FAIR Data Principles
The FAIR Data Principles are guidelines for making digital assets findable, accessible, interoperable, and reusable. They are common in research, public-sector, life-sciences, and data-stewardship assessments.
Buyer question
“Can WWKG help us make data assets reusable by humans and machines without losing control over access?”
WWKG fit
| FAIR area | WWKG fit | Status |
|---|---|---|
| Findable | Workspaces, IRIs, catalog metadata, DCAT/DPROD direction, and queryable graph metadata help describe and discover assets. | Partial fit |
| Accessible | WWKG exposes query and graph APIs, but access remains governed by workspace membership and encryption. | Native fit |
| Interoperable | RDF, SPARQL, SHACL, PROV-style metadata, and shared vocabularies make data machine-readable and linkable. | Native fit |
| Reusable | Provenance, validation rules, version history, licenses, quality metadata, and data-product metadata support reuse decisions. | Partial fit |
What WWKG can say
WWKG helps FAIR assessments because metadata and data live in the same semantic environment. A buyer can describe a dataset, validate it, publish it, version it, and trace it without moving between unrelated catalog, quality, lineage, and storage systems.

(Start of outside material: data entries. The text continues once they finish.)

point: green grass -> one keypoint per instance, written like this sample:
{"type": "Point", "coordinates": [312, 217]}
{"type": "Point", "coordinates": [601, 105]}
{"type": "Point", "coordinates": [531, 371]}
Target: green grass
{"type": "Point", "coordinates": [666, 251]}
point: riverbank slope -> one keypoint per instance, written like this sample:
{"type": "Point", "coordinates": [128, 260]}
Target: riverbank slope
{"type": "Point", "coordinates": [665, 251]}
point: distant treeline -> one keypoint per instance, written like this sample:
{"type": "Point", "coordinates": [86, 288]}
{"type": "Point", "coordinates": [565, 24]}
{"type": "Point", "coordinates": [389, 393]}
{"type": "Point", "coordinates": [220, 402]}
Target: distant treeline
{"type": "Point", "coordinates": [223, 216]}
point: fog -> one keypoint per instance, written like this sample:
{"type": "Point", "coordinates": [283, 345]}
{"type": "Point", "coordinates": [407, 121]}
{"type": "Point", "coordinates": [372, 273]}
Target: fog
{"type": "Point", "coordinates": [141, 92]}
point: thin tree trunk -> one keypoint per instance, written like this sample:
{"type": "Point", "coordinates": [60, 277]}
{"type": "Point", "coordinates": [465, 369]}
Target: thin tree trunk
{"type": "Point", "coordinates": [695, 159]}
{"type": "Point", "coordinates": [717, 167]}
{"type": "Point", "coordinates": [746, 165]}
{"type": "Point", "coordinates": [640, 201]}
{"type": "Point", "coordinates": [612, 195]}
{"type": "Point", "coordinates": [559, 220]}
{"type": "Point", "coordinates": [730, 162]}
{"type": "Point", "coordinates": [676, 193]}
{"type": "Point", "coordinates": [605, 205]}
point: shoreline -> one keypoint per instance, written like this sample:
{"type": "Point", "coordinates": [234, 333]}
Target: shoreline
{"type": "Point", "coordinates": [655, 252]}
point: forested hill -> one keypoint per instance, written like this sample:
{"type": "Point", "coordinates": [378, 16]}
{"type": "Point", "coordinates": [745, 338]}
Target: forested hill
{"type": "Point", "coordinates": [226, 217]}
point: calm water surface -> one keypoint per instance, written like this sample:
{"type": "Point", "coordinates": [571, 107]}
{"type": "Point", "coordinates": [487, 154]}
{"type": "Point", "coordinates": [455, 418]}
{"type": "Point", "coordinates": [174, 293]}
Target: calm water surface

WWKG can support FAIR evidence such as:
- Persistent IRIs and graph identifiers.
- Catalog records for workspaces, datasets, services, and distributions.
- Machine-queryable metadata through SPARQL.
- Validation rules and reports for quality.
- Provenance for origin and change history.
- Access metadata linked to real workspace controls.
Assessment boundary
FAIR is an outcome, not a product switch. A WWKG deployment still needs good metadata practice, stable vocabularies, publication policy, licensing, retention, and stewardship.
WWKG provides a strong semantic and governance substrate for FAIR data programs, but the buyer’s data-stewardship practice determines the final FAIR maturity.